Compute closeness centrality measuring how close a node is to all others
SELECT * FROM graph_closeness(table_name)
Closeness centrality measures how near a node is to all other nodes in the graph by computing the reciprocal of the average shortest-path distance. Nodes with high closeness can reach every other node in fewer hops or with lower total weight, making them ideal candidates for facility placement, information dissemination origins, or efficient relay points in communication networks. The function loads edge data from a registered Delta table into a Compressed Sparse Row (CSR) representation. For each node, a single-source shortest-path computation (BFS for unweighted, Dijkstra for weighted) determines the distances to all other reachable nodes. The closeness score is then the inverse of the mean distance. In disconnected graphs, only the reachable portion of the graph contributes to the score; isolated nodes receive a closeness of 0.0. The time complexity is O(V * (V + E)) for unweighted graphs and O(V * (E + V log V)) for weighted graphs, where V is the vertex count and E is the edge count. Like betweenness centrality, this requires an all-pairs computation and can be expensive on large graphs. For graphs exceeding 50,000 nodes, consider restricting the computation to a subgraph or using PageRank as a less costly proxy for centrality. GPU acceleration is not currently available for closeness centrality. All computation runs on the CPU. The graph cache (256 MB default budget, LRU eviction, 10-minute idle timeout) retains the CSR topology between calls, so repeated closeness queries on the same table reuse the cached graph structure without reloading from the Delta table.
| Name | Type | Description |
|---|---|---|
table_name | Specify the name of the registered Delta table containing edge data. The table must include source and target columns (auto-detected as src/source/src_id and dst/target/dst_id).

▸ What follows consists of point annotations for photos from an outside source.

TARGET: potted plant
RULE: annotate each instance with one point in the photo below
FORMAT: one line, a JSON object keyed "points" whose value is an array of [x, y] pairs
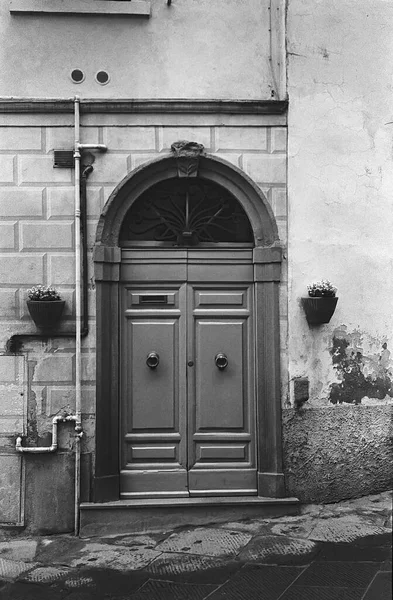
{"points": [[45, 306], [321, 302]]}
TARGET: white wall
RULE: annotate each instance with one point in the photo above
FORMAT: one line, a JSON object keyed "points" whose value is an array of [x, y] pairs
{"points": [[191, 49], [341, 182]]}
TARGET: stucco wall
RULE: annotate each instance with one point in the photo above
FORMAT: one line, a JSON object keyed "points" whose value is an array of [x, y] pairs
{"points": [[340, 195], [191, 49], [330, 455]]}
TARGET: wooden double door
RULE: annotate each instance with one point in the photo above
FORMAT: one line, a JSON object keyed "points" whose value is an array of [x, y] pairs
{"points": [[187, 424]]}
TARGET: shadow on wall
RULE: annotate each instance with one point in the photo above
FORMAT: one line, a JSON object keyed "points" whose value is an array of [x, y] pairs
{"points": [[361, 376]]}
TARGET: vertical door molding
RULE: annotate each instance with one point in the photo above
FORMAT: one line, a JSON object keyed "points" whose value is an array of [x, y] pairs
{"points": [[107, 272], [267, 268]]}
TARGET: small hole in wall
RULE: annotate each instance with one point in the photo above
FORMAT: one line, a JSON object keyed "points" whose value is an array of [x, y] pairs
{"points": [[102, 77], [77, 76]]}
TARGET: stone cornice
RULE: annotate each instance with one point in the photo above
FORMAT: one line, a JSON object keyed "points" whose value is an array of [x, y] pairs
{"points": [[42, 105]]}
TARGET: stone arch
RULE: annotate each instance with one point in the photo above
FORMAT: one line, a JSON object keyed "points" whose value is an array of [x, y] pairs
{"points": [[267, 269], [210, 168]]}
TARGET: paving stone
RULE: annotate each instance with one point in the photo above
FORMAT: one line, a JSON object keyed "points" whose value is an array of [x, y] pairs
{"points": [[45, 574], [301, 528], [253, 527], [321, 593], [163, 590], [30, 591], [210, 542], [20, 550], [352, 553], [257, 583], [108, 582], [79, 581], [59, 549], [11, 569], [100, 555], [278, 549], [134, 541], [338, 574], [381, 588], [344, 530], [192, 568]]}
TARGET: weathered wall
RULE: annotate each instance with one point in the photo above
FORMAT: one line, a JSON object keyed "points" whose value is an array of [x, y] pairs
{"points": [[330, 455], [191, 49], [340, 201], [340, 177]]}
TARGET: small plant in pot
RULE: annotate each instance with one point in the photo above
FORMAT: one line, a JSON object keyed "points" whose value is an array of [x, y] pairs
{"points": [[321, 302], [45, 306]]}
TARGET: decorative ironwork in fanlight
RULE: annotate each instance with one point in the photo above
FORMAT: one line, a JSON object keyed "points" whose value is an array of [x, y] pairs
{"points": [[186, 213]]}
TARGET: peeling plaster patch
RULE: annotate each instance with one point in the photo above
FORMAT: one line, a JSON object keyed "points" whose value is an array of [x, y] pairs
{"points": [[362, 377]]}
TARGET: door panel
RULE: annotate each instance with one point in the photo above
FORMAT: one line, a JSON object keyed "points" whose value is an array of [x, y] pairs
{"points": [[187, 426], [221, 447], [219, 395], [154, 412]]}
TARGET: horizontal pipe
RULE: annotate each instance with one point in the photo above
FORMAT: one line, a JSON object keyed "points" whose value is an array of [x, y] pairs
{"points": [[53, 446], [100, 147]]}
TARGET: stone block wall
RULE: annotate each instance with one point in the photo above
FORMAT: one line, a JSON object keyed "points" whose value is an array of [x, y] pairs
{"points": [[37, 246]]}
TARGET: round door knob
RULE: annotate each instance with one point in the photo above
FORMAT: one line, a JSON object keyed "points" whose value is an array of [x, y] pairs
{"points": [[152, 360], [221, 361]]}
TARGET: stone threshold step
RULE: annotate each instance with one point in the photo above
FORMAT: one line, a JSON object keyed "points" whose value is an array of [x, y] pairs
{"points": [[190, 501], [158, 515]]}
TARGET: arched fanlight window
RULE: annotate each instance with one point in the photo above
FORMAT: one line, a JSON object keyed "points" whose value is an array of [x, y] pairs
{"points": [[186, 212]]}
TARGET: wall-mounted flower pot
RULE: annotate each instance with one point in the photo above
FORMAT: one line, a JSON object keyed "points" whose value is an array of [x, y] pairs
{"points": [[46, 314], [320, 309]]}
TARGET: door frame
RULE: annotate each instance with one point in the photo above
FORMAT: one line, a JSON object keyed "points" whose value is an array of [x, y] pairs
{"points": [[267, 256]]}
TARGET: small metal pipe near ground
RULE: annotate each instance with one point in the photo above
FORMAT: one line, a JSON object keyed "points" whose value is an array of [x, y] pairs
{"points": [[44, 449]]}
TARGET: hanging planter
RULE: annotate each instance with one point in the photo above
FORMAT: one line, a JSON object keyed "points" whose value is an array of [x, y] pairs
{"points": [[321, 302], [45, 306]]}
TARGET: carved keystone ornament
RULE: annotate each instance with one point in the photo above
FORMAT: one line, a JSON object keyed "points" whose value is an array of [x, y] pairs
{"points": [[187, 156]]}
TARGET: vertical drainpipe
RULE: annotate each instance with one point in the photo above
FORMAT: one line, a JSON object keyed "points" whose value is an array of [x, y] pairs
{"points": [[78, 147], [78, 313]]}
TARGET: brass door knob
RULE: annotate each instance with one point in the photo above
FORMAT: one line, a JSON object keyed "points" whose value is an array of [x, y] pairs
{"points": [[152, 360], [221, 361]]}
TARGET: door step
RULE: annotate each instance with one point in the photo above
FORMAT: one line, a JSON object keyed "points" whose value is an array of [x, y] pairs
{"points": [[156, 515]]}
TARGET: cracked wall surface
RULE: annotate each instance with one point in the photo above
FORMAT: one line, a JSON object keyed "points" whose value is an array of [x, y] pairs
{"points": [[340, 179], [340, 224]]}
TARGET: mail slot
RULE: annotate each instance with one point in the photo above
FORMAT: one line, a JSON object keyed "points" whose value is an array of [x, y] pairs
{"points": [[151, 299]]}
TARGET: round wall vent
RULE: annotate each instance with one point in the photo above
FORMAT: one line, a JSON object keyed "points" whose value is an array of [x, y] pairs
{"points": [[77, 75], [102, 77]]}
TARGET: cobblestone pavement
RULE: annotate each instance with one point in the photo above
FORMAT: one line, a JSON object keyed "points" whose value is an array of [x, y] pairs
{"points": [[328, 552]]}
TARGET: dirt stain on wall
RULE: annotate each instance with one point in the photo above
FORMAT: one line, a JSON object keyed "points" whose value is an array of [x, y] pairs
{"points": [[360, 375]]}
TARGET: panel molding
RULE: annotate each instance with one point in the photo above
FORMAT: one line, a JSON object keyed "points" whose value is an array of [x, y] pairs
{"points": [[81, 7]]}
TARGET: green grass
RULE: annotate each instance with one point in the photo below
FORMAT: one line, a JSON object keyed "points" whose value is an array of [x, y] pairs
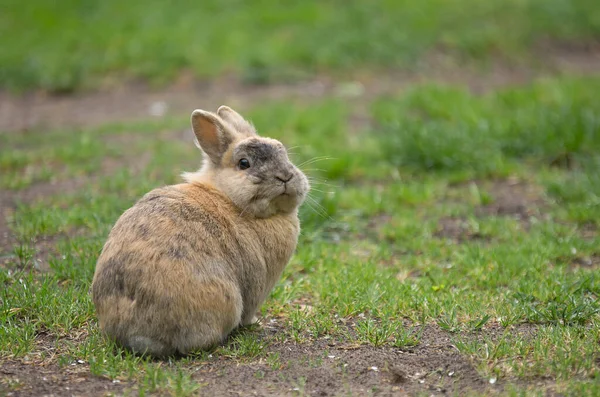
{"points": [[371, 267], [85, 44]]}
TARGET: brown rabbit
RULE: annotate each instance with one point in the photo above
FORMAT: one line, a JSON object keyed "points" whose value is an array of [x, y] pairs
{"points": [[189, 263]]}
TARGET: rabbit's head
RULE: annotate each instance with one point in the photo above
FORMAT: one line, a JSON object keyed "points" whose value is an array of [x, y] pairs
{"points": [[254, 172]]}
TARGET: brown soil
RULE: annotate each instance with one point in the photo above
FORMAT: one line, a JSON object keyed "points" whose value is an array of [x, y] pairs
{"points": [[590, 262], [19, 379], [513, 198], [434, 367], [457, 229], [321, 368], [134, 101]]}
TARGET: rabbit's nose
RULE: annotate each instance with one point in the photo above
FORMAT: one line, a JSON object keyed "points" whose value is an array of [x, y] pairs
{"points": [[284, 178]]}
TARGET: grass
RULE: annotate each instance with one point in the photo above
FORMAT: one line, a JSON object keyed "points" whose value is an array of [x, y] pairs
{"points": [[68, 48], [371, 267], [473, 217]]}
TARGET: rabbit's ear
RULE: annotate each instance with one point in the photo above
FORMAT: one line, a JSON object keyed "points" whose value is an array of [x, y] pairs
{"points": [[212, 135], [236, 120]]}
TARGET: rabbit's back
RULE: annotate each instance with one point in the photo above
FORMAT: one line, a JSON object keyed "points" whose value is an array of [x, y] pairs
{"points": [[182, 268], [165, 281]]}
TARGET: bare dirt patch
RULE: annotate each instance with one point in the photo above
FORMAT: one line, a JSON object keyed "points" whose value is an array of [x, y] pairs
{"points": [[457, 229], [589, 262], [320, 368], [20, 379], [513, 198], [134, 101]]}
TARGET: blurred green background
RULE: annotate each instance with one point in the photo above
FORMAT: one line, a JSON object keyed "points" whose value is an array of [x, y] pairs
{"points": [[453, 147], [69, 44]]}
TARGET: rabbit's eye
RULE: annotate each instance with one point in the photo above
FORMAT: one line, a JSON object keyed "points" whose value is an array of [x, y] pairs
{"points": [[244, 164]]}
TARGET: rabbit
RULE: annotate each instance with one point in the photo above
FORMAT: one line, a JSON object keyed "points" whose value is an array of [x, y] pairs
{"points": [[189, 263]]}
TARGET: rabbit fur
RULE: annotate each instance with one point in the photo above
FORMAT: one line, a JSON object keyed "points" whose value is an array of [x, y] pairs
{"points": [[189, 263]]}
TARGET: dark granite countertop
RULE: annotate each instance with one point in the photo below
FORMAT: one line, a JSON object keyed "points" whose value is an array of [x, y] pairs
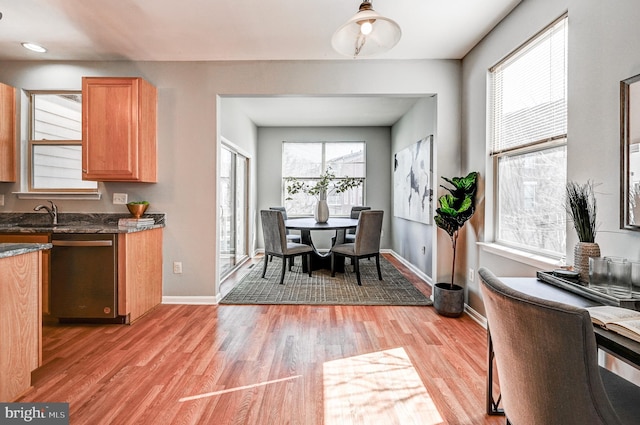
{"points": [[13, 249], [72, 223]]}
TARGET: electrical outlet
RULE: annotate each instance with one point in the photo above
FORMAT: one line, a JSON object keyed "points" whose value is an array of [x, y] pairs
{"points": [[177, 267], [119, 198]]}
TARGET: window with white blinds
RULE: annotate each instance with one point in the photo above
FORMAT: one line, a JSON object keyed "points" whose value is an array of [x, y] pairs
{"points": [[55, 143], [529, 91], [528, 120]]}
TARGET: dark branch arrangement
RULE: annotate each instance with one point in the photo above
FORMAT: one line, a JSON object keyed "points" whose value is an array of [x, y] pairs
{"points": [[581, 207]]}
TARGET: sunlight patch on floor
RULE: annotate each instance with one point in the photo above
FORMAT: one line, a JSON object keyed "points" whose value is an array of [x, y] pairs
{"points": [[230, 390], [381, 387]]}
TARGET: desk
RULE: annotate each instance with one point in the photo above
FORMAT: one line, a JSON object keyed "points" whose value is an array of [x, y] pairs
{"points": [[306, 225], [623, 348]]}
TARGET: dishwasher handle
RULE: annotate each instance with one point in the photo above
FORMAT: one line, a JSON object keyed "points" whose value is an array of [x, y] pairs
{"points": [[82, 243]]}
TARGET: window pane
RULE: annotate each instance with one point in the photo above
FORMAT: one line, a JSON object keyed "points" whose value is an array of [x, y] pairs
{"points": [[346, 159], [301, 159], [57, 117], [531, 188], [529, 92], [306, 161], [58, 167]]}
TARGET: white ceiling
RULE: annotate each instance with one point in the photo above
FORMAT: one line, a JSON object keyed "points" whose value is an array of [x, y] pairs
{"points": [[231, 30]]}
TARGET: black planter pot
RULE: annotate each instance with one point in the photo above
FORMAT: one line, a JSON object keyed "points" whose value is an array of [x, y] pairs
{"points": [[448, 301]]}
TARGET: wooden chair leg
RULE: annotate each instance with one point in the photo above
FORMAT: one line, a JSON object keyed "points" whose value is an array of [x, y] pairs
{"points": [[333, 264], [284, 268], [378, 266], [356, 262], [264, 269]]}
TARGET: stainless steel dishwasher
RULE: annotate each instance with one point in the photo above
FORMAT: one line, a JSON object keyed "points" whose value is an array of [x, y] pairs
{"points": [[84, 277]]}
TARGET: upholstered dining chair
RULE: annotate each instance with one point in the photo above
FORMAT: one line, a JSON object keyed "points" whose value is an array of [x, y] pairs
{"points": [[350, 236], [366, 244], [291, 237], [276, 244], [546, 356]]}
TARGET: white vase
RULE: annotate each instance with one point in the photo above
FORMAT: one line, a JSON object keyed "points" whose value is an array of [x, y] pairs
{"points": [[321, 213], [581, 253]]}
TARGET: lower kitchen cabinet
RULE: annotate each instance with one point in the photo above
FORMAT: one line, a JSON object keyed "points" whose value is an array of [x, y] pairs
{"points": [[20, 323], [139, 272], [46, 257]]}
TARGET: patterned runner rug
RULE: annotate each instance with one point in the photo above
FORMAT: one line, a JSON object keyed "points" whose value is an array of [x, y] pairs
{"points": [[322, 289]]}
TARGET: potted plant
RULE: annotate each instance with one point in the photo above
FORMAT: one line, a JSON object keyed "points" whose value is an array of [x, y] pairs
{"points": [[581, 207], [455, 208], [327, 183]]}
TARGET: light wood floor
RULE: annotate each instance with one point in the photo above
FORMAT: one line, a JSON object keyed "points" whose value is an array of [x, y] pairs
{"points": [[311, 365]]}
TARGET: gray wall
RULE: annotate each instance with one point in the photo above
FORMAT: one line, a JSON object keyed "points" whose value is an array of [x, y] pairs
{"points": [[409, 237], [602, 51], [190, 126]]}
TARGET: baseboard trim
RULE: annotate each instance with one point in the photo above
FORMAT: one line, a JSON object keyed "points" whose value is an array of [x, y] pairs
{"points": [[192, 300]]}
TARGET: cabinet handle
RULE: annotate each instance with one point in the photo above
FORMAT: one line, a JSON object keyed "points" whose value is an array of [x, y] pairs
{"points": [[81, 243]]}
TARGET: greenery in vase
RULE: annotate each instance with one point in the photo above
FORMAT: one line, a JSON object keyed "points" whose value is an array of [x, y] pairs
{"points": [[581, 207], [327, 183], [455, 208]]}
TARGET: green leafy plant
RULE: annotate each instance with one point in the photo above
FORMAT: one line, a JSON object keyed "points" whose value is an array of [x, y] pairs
{"points": [[327, 183], [581, 207], [455, 208]]}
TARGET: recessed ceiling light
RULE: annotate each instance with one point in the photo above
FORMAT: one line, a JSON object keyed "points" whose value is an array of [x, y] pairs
{"points": [[34, 47]]}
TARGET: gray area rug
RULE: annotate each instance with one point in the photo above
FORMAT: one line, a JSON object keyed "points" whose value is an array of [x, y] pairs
{"points": [[322, 289]]}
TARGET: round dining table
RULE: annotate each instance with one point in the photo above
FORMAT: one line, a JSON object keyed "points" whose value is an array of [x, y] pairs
{"points": [[338, 224]]}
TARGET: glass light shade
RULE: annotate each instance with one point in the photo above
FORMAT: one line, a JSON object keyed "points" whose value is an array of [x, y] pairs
{"points": [[34, 47], [349, 40]]}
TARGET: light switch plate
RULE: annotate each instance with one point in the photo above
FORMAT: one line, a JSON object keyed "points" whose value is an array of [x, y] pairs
{"points": [[119, 198]]}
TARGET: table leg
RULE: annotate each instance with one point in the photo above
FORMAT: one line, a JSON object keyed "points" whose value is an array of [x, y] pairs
{"points": [[318, 259], [492, 405]]}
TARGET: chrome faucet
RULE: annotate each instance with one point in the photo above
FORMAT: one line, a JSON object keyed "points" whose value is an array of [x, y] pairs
{"points": [[53, 211]]}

An optional weight column is used for weighted distance computation if present. |
CREATE TABLE city_routes AS
SELECT * FROM VALUES
(1, 2, 10.0),
(1, 3, 15.0),
(2, 3, 5.0),
(2, 4, 20.0),
(3, 4, 8.0),
(4, 5, 12.0)
AS t(src, dst, weight);
SELECT * FROM graph_closeness('city_routes');
SELECT node_id, score
FROM graph_closeness('city_routes')
ORDER BY score DESC
LIMIT 1;
SELECT
c.node_id,
c.score AS closeness,
b.score AS betweenness
FROM graph_closeness('city_routes') c
JOIN graph_betweenness('city_routes') b
ON c.node_id = b.node_id
ORDER BY c.score DESC;
SELECT node_id, score, rank
FROM graph_closeness('city_routes')
WHERE score > (
SELECT AVG(score) FROM graph_closeness('city_routes')
)
ORDER BY score DESC;